Build your agent

Auto-index visited pages

Auto-index expands an agent's knowledge base automatically as visitors browse. When someone lands on a page the agent has never seen, that URL enters a crawl queue — without delaying the visitor's request.

Activation

Open the agent settings at /app/agents/{id}/settings and toggle Auto-index visited pages.
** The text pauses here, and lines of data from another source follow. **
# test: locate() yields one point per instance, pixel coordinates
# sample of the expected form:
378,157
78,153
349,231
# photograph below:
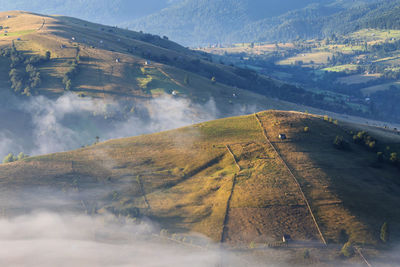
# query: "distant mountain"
200,22
102,11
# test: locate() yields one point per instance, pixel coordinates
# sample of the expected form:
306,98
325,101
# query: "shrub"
306,254
340,143
393,158
379,156
252,245
347,250
384,233
9,158
343,237
22,156
48,55
213,80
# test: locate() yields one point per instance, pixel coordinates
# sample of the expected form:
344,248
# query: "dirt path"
172,79
140,182
228,203
294,178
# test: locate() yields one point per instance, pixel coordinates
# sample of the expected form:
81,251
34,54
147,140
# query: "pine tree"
384,233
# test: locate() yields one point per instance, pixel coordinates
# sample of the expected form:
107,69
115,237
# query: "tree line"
24,74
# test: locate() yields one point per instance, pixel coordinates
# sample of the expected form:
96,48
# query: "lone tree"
9,158
48,55
213,80
347,250
384,233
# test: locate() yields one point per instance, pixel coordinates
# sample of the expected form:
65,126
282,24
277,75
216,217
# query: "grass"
187,174
307,58
341,68
18,33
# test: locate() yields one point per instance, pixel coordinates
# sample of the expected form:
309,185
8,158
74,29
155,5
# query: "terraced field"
233,180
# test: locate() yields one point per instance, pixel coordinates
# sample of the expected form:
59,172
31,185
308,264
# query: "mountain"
233,180
84,80
202,22
101,11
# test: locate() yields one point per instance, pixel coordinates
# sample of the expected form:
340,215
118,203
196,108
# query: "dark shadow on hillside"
371,194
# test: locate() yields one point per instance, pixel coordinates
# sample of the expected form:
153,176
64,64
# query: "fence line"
294,178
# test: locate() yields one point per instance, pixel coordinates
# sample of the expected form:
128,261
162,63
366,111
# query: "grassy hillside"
108,62
202,22
102,11
232,179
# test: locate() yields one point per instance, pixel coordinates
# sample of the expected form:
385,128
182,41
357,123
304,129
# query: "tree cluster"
11,158
24,74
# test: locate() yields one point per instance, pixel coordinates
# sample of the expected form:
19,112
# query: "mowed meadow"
232,180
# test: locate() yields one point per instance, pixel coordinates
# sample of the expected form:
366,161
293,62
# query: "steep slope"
101,11
212,22
232,179
109,62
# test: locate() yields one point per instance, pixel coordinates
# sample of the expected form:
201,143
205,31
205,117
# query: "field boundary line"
228,202
358,250
294,178
139,180
228,206
234,157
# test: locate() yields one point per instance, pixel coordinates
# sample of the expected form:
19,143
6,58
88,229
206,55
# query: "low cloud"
70,121
49,239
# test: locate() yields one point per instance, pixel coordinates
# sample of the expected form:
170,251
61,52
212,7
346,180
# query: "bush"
9,158
384,233
306,254
347,250
22,156
213,80
379,156
393,158
340,143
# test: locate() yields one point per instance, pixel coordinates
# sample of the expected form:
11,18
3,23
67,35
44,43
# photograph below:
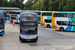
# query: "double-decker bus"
2,23
63,21
28,26
15,16
46,18
38,14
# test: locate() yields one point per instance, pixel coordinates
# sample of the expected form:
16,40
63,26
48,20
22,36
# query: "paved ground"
48,40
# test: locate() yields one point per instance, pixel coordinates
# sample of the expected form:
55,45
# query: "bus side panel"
42,23
73,20
53,23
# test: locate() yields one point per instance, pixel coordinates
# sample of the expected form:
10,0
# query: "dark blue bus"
28,26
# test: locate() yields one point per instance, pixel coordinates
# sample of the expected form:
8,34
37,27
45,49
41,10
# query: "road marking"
14,43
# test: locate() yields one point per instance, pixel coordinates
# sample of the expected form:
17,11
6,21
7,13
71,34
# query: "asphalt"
48,39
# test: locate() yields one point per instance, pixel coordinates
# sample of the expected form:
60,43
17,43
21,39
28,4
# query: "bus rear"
28,27
2,21
63,21
46,18
38,14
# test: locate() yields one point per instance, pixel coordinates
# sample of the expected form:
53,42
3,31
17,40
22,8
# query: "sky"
24,1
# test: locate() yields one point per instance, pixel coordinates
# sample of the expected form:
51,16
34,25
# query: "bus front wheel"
61,29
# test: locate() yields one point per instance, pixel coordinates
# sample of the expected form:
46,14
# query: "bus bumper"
22,39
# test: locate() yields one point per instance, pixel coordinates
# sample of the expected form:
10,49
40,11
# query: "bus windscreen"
46,14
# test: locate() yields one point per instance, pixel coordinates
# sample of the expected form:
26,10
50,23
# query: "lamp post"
39,5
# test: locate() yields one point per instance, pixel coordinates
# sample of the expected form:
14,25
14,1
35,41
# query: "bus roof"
48,11
28,13
65,12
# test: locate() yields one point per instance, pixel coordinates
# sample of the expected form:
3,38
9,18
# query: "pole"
39,5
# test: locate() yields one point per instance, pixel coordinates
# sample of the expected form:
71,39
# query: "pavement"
48,39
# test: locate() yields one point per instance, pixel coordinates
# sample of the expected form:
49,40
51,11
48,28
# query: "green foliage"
52,5
12,3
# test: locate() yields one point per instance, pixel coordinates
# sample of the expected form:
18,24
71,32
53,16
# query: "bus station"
24,29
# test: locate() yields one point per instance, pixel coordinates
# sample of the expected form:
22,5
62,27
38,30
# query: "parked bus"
63,21
46,18
28,26
2,23
15,15
7,14
38,14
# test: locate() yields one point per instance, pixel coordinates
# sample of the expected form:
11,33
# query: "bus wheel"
48,26
61,29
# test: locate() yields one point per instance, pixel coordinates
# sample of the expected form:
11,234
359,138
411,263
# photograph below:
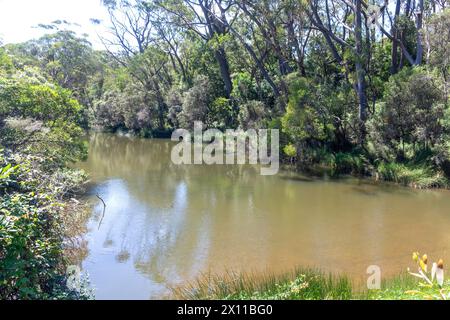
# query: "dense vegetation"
39,134
356,87
310,284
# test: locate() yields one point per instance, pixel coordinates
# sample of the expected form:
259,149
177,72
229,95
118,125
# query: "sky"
19,18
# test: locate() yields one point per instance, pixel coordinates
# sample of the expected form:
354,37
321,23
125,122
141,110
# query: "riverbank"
41,228
413,175
306,284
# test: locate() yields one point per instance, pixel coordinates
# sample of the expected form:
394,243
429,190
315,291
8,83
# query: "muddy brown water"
166,224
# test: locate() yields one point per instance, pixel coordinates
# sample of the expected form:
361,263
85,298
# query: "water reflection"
164,224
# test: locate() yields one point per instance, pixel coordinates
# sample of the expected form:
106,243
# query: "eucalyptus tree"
134,42
210,20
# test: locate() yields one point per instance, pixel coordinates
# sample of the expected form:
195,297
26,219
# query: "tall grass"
301,284
414,176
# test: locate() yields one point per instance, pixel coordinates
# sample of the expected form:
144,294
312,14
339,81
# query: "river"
166,224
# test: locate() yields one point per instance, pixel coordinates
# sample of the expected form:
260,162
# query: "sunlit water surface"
166,224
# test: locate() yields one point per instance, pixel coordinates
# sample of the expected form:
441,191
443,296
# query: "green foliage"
420,177
411,115
302,284
221,114
31,250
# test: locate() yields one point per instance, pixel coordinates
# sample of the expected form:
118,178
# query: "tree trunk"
360,71
395,33
222,60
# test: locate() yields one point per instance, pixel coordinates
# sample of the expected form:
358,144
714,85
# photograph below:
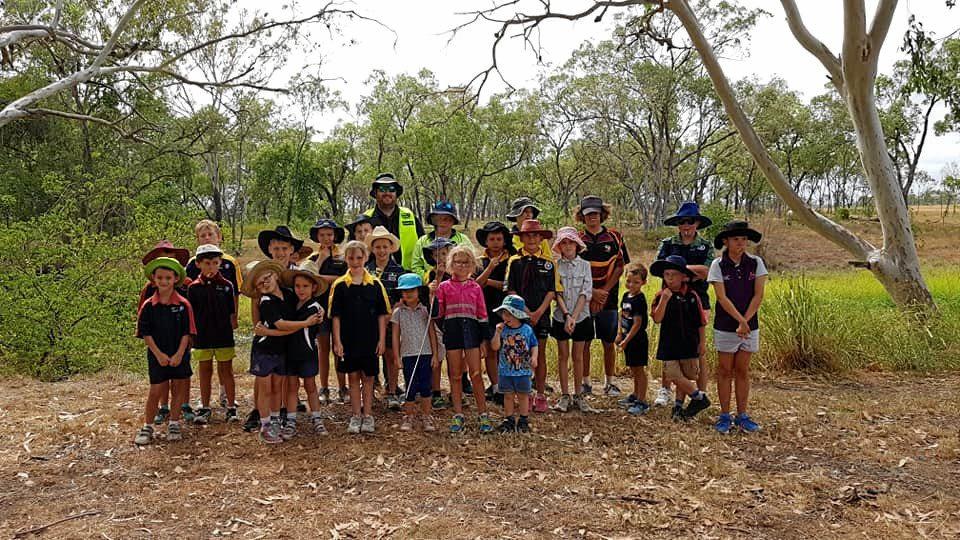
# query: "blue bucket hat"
688,210
409,281
672,262
515,305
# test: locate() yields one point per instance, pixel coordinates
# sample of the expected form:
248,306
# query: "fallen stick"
41,528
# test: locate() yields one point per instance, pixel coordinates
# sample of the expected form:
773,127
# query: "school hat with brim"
385,179
282,232
443,208
432,247
688,210
338,233
672,262
736,228
381,233
513,305
309,270
519,205
182,255
165,262
533,226
568,233
492,227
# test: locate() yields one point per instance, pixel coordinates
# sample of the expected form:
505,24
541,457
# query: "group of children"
491,311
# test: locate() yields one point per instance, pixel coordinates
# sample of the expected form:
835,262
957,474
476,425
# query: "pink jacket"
461,299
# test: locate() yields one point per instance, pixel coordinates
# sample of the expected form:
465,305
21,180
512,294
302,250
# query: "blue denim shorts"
514,384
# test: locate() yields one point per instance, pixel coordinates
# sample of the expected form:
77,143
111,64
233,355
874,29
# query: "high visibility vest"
408,233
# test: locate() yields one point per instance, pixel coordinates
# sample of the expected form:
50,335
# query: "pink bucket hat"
568,233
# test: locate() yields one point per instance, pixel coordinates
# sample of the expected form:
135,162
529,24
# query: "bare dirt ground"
872,455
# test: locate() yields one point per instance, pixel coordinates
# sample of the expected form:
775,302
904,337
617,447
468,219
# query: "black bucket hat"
491,227
326,223
281,232
519,205
385,179
736,228
672,262
689,210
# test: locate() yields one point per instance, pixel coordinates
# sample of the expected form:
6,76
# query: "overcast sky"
422,37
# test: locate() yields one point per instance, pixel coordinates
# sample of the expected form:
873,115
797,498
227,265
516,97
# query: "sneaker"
456,423
745,424
695,407
563,405
486,425
144,436
270,433
173,432
354,425
628,401
252,422
161,417
187,411
582,405
203,416
540,403
724,423
639,408
663,397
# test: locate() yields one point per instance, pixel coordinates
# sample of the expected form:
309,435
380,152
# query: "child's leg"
367,394
313,398
741,377
225,376
156,393
724,379
455,372
206,378
563,355
355,403
472,357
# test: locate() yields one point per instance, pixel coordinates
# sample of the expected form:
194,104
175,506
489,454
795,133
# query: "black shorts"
367,366
161,374
461,333
582,331
636,353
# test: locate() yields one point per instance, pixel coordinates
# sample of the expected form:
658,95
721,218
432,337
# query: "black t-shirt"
273,309
359,307
214,304
680,327
302,345
630,307
165,323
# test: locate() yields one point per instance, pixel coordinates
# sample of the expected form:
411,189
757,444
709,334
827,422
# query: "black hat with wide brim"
282,232
736,228
672,262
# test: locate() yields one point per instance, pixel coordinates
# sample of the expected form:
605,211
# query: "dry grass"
876,455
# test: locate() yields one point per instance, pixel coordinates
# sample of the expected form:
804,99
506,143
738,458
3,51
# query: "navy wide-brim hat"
338,233
282,232
672,262
736,228
492,227
384,179
689,210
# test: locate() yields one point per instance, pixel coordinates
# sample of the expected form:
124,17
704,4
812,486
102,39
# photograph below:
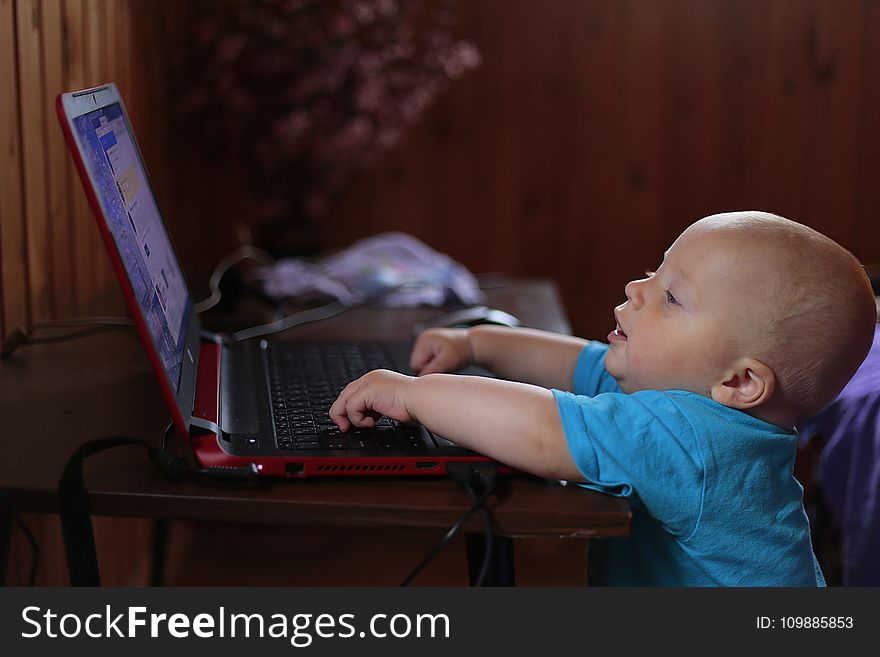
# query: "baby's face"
682,328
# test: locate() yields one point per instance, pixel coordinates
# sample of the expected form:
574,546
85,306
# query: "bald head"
809,310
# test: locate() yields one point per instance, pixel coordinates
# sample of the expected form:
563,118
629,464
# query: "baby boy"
751,324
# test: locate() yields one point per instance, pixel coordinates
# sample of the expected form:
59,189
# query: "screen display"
134,221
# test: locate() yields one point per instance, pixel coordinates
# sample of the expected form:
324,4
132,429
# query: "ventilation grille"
361,468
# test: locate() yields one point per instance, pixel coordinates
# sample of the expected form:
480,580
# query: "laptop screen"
124,191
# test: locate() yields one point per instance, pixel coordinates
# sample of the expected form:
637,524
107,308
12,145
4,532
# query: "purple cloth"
849,472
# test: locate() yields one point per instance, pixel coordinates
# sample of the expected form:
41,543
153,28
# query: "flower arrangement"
307,92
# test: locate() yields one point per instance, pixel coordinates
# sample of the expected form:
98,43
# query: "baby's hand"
441,350
367,399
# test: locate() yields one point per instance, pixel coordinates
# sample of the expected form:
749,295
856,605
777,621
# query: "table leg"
500,570
5,542
160,549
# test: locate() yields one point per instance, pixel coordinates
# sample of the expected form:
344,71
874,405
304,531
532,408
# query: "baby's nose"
633,291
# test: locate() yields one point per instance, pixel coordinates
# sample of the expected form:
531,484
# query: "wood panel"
51,258
13,260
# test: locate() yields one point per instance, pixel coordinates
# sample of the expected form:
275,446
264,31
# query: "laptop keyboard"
305,380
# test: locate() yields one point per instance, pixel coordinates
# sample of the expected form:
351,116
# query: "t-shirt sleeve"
639,446
590,376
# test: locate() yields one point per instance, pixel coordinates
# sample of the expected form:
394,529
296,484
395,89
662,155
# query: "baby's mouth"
617,335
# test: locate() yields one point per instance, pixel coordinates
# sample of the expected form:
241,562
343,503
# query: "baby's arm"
514,423
538,357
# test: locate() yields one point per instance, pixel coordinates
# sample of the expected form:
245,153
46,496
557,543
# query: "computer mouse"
467,317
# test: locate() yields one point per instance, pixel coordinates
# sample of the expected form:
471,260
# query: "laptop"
255,403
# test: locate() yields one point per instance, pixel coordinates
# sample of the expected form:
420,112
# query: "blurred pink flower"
307,92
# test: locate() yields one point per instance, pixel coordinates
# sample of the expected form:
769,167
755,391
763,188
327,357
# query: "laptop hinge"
207,425
216,338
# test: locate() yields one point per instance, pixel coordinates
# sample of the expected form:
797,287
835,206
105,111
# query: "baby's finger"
422,354
338,411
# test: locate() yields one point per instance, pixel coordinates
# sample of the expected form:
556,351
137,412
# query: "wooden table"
54,397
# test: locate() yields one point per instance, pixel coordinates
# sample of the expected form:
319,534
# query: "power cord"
35,552
479,481
22,336
246,252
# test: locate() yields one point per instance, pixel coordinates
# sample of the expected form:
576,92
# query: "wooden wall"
596,130
51,259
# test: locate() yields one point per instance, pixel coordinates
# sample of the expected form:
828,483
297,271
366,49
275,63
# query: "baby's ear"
749,384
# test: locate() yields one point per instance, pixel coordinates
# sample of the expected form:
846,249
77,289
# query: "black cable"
21,337
32,541
73,497
487,531
466,475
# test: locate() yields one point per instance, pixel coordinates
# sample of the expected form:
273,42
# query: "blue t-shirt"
711,488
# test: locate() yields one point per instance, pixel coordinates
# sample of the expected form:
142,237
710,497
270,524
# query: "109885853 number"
804,623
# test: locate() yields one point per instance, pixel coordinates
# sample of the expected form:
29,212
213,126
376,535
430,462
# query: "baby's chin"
629,386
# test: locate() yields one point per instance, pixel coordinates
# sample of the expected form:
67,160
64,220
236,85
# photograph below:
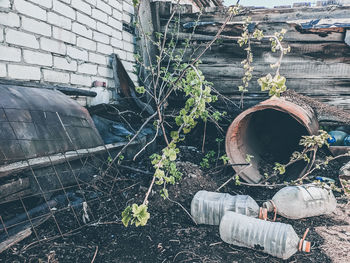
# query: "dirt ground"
171,235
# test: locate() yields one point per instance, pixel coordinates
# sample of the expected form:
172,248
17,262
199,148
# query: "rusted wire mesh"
64,193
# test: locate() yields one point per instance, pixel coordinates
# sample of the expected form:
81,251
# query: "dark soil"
171,235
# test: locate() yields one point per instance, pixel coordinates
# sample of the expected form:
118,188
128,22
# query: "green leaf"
126,216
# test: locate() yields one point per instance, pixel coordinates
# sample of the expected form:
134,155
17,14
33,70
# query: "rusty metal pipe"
269,131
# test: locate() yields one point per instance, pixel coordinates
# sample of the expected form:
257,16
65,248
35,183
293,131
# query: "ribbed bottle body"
297,202
276,239
209,207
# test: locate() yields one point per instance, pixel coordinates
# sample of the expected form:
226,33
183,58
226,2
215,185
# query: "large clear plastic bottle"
209,207
276,239
297,202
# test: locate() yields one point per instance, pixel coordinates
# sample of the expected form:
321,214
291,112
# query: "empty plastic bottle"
276,239
296,202
347,140
337,138
209,207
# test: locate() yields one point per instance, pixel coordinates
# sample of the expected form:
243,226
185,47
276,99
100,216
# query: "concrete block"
100,37
81,30
104,7
117,43
21,39
88,68
105,49
37,58
105,72
10,53
59,20
35,26
128,47
63,9
43,3
116,4
121,53
97,58
99,15
64,35
9,19
5,3
3,70
30,9
53,46
104,28
86,43
86,20
115,23
81,6
65,63
77,53
24,72
82,80
128,7
55,76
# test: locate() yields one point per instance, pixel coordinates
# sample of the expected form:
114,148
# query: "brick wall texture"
65,41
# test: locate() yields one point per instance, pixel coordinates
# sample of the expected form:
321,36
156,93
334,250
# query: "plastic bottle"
296,202
276,239
347,140
209,207
337,138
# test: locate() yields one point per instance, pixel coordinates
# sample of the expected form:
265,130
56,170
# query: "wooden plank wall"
318,64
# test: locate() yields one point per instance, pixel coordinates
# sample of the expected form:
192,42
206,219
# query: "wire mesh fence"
57,193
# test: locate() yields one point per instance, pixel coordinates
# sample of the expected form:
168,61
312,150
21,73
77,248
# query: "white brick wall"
64,41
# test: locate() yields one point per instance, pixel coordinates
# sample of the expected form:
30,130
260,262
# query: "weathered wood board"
318,64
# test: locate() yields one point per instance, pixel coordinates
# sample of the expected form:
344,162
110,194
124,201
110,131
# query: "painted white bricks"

The change applies on the next widget init — no republish required.

How it works

Every call to /v1/widget/init runs the candidate URL through seven validation checks:

Auto-index must be enabled on the agent.
URL must use http or https.
Host must not be private (RFC1918, loopback, link-local ranges).
Path must not match the private-path blocklist.
URL must not already be indexed.
Per-agent rate limit not exceeded.
Origin header must match the agent's allowed_origins.

When every check passes the runtime creates an auto-type source and queues a crawl job. The visitor's init response is unaffected.

Protection

The path blocklist prevents indexing sensitive areas of your site:

/admin
/login
/checkout
/profile
/account
/settings
/cart
/api

This stops authenticated-user content from leaking into the knowledge base. For apps with non-standard auth paths (for example /portal), consider disabling auto-index and adding the public URLs manually.

Rate limiting

The system enforces a ceiling of 30 crawls per agent per hour using a Redis token bucket. Popular pages can't drain crawl budget — once the bucket is empty, additional URLs are silently dropped until the next refill.

Management

Auto-indexed sources show up in the Sources list with an auto badge. They behave like any other source: previewable, re-indexable, deletable. Turning the toggle off stops new crawls but preserves everything already indexed.

Heads up. Auto-index respects allowed_origins, so a misconfigured origin list will silently stop new pages from being queued. If your knowledge base stops growing, check the origin list first.